Cada fe ilustrada en cada uno de los sonetos concretan poéticamente la fuente que inspira la búsqueda del hombre como el agua primordial de Castalia a la Pitonisa de Delfos. Eros, Cristo, Alá, Buda, Brahma y Abrasax cumplen con el religare del hombre con su propio destino. Por eso estas clepsidras miden el aliento religioso y poético, el cual, siendo instantáneo es eterno también, porque su elemento que fluye es la palabra, ordenada intencional y mágicamente.

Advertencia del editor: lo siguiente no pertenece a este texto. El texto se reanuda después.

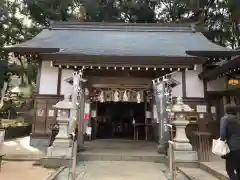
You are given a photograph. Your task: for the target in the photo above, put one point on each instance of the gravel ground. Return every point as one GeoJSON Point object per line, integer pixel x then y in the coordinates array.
{"type": "Point", "coordinates": [16, 170]}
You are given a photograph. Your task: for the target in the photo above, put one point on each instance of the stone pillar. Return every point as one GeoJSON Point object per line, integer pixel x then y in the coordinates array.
{"type": "Point", "coordinates": [182, 148]}
{"type": "Point", "coordinates": [60, 147]}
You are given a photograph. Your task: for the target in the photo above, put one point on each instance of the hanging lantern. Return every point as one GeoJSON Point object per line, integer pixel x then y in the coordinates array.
{"type": "Point", "coordinates": [101, 97]}
{"type": "Point", "coordinates": [233, 82]}
{"type": "Point", "coordinates": [116, 96]}
{"type": "Point", "coordinates": [138, 97]}
{"type": "Point", "coordinates": [125, 96]}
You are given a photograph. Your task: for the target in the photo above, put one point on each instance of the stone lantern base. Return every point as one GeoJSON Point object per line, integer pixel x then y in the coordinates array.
{"type": "Point", "coordinates": [59, 154]}
{"type": "Point", "coordinates": [185, 156]}
{"type": "Point", "coordinates": [60, 148]}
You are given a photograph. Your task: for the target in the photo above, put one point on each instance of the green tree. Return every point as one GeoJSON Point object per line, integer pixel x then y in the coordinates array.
{"type": "Point", "coordinates": [14, 29]}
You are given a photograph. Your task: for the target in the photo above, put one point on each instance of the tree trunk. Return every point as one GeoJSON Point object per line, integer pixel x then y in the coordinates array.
{"type": "Point", "coordinates": [3, 93]}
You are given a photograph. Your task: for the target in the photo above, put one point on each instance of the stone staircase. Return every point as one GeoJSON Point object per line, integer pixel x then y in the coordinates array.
{"type": "Point", "coordinates": [88, 156]}
{"type": "Point", "coordinates": [206, 170]}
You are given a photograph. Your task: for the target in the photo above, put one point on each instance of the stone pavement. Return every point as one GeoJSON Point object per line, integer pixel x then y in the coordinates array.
{"type": "Point", "coordinates": [116, 170]}
{"type": "Point", "coordinates": [13, 170]}
{"type": "Point", "coordinates": [20, 149]}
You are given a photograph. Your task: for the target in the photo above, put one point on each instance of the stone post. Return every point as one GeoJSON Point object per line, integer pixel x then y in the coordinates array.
{"type": "Point", "coordinates": [59, 154]}
{"type": "Point", "coordinates": [182, 148]}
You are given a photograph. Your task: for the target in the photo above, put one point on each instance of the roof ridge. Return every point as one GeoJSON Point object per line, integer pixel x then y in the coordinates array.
{"type": "Point", "coordinates": [72, 25]}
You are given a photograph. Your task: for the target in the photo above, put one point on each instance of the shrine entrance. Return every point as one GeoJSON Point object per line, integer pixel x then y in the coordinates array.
{"type": "Point", "coordinates": [120, 119]}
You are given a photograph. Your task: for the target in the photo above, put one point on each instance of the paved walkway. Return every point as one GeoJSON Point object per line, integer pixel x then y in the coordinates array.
{"type": "Point", "coordinates": [117, 170]}
{"type": "Point", "coordinates": [23, 170]}
{"type": "Point", "coordinates": [20, 148]}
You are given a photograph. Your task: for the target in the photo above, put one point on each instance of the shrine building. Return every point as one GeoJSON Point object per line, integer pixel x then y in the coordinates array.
{"type": "Point", "coordinates": [119, 62]}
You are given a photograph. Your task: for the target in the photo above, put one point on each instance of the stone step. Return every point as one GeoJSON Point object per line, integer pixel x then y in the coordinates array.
{"type": "Point", "coordinates": [196, 174]}
{"type": "Point", "coordinates": [118, 157]}
{"type": "Point", "coordinates": [215, 171]}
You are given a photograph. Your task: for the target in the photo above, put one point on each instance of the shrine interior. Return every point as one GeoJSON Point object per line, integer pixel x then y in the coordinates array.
{"type": "Point", "coordinates": [119, 119]}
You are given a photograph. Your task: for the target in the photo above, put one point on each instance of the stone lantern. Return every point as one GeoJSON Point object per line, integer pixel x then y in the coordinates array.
{"type": "Point", "coordinates": [182, 148]}
{"type": "Point", "coordinates": [60, 147]}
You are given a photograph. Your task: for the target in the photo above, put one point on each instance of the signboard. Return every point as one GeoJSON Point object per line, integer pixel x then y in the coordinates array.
{"type": "Point", "coordinates": [2, 135]}
{"type": "Point", "coordinates": [161, 105]}
{"type": "Point", "coordinates": [86, 111]}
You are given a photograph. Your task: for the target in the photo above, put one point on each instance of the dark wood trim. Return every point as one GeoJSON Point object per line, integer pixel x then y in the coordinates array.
{"type": "Point", "coordinates": [205, 88]}
{"type": "Point", "coordinates": [144, 61]}
{"type": "Point", "coordinates": [59, 81]}
{"type": "Point", "coordinates": [212, 74]}
{"type": "Point", "coordinates": [184, 90]}
{"type": "Point", "coordinates": [39, 76]}
{"type": "Point", "coordinates": [47, 96]}
{"type": "Point", "coordinates": [192, 99]}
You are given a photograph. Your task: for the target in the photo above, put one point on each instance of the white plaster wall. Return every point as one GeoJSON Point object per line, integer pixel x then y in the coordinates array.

Si se pudiese atestar que Herrera y Reissig conocía los arcanos del Tarot, podríase asimilar este recorrido iniciático y religioso al que viene simbolizado en el arcano n.º 9 llamado El Eremita. Vestido del manto azul de los iniciados, con su bastón en la mano izquierda en señal de autoridad y de apoyo en el sendero del iniciable, con la serpiente sabia y tentadora a la vez a sus pies, el eremita busca la verdad con una lámpara en la mano derecha como Diógenes en las calles de Atenas. Esta lámpara puede ser, según los juegos del Tarot, un reloj de arena (o una clepsidra). Así la figura n.º 9 es la metonimia del Tiempo que representan Cronos o Saturno. A la vez que es el emblema de la sabiduría y de la verdad que el hombre es capaz de lograr y descubrir si sabe recorrer el camino que lo lleva a la eternidad. Si se pudiesen atestar estos conocimientos, tal sería el mensaje confirmado de estos sonetos cargados de caracteres esotéricos para quien sabe así leerlos.

Habría dos fuentes posibles que podrían atestar: por un lado los poemas del Petrarca, que Herrera y Reissig leyó, y entre ellos el intitulado Triunfi, donde se alude al Eremita y a su simbolismo primordial. Otra sería la erudición del poeta sobre el pitagorismo. Luego de interiorizarlas, alimentó con ellas los versos panteístas y órficos en los que él evoca a la Naturaleza y al hombre como la imagen del Todo viviente, del Principio causal, de ese UNO que es el ritmo cósmico, origen y emanación a la vez.